9. M. C… soutient qu’il est en droit de bénéficier d’une carte « mobilité inclusion » portant la mention « stationnement pour personnes handicapées » dès lors qu’il est atteint de problèmes de santé qui limitent son périmètre de marche et son autonomie. Il résulte de l’instruction, et notamment du compte rendu chirurgical du 17 juillet 2024 que les suites d’un accident de moto survenu une vingtaine d’années auparavant ont nécessité la mise en place d’une prothèse du genou le 29 avril 2024 laquelle a généré des complications post-opératoires. M. C… soutient avoir constaté ne pas pouvoir marcher plus d’une centaine de mètres et devoir utiliser une canne. Il résulte toutefois de l’instruction que le certificat médical établi le 6 juin 2025 dont se prévaut le requérant ne mentionne aucune limitation de son périmètre de marche, et indique que si M. C… nécessite une aide ou une canne simple, c’est uniquement dans le cas d’un déplacement sur une distance prolongée qui n’est pas davantage précisée. Ce certificat médical est par conséquent insuffisamment circonstancié pour établir que le périmètre de marche de M. C… serait limité et inférieur à 200 mètres ou qu’il aurait systématiquement recours à une aide humaine ou technique lors de ses déplacements.

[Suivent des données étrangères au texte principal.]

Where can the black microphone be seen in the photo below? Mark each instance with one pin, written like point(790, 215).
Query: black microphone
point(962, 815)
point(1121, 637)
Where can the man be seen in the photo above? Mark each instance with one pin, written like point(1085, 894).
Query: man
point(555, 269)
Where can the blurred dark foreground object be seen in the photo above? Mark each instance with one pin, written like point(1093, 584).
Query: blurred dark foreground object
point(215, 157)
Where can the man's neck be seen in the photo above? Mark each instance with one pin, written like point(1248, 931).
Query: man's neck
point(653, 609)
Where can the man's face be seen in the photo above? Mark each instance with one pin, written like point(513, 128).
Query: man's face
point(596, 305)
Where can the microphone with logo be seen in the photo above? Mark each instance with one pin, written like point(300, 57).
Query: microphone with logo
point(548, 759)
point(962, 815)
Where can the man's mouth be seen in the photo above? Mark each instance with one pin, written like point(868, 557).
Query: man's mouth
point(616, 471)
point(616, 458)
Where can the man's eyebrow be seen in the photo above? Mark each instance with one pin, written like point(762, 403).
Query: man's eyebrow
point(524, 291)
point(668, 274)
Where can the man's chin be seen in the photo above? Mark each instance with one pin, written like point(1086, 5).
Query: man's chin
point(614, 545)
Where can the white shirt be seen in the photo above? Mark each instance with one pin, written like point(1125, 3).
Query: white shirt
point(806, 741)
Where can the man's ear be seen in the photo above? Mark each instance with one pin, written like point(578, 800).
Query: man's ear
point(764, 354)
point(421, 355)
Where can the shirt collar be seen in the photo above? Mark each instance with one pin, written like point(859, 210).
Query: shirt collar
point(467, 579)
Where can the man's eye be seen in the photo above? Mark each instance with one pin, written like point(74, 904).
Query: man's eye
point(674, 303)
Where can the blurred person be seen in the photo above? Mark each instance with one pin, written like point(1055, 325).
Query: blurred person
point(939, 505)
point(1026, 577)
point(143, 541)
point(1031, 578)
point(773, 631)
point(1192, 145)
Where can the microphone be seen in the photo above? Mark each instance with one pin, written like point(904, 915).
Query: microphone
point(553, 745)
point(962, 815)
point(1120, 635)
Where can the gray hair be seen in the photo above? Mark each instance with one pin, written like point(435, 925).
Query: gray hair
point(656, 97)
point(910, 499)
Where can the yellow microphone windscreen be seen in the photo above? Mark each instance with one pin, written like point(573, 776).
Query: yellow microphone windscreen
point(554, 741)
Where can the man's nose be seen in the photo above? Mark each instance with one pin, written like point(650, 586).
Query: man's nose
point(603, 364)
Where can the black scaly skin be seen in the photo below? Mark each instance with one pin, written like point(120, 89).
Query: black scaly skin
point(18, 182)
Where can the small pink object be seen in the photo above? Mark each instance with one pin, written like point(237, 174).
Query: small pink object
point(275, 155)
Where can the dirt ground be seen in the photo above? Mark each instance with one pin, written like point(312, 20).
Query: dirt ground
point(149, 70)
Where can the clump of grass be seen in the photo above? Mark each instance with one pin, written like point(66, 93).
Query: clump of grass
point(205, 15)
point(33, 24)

Il ressort par ailleurs de l’avis émis le 31 mars 2025 par le médecin de l’équipe pluridisciplinaire de la maison départementale des personnes handicapées de Vaucluse et figurant sur la fiche récapitulative de contestation de décision relative à la carte « mobilité inclusion » mention « stationnement », que l’état de santé de M. C… ne nécessite pas de recourir à une aide humaine ou technique et que le périmètre de marche de l’intéressé n’est pas limité et inférieur à 200 mètres. Dans ces conditions, M. C… ne remplit pas les conditions posées par l’arrêté du 3 janvier 2017 pour pouvoir bénéficier de la carte « mobilité inclusion » mention « stationnement pour personnes handicapées » sollicitée.
10. Il résulte de tout ce qui précède que la requête M. C… doit être rejetée, y compris ses conclusions aux fins d’injonction et celles présentées au titre de l’article L. 761-1 du code de justice administrative.
D E C I D E :
Article 1er : La requête de M. C… est rejetée.
Article 2 : Le présent jugement sera notifié à M. A… C… et au département de Vaucluse.
Rendu public par mise à disposition au greffe le 30 septembre 2025.
Le président,
C. E…
La greffière,
I. MASSOT
La République mande et ordonne au préfet de Vaucluse en ce qui le concerne ou à tous commissaires de justice à ce requis en ce qui concerne les voies de droit commun, contre les parties privées, de pourvoir à l’exécution de la présente décision.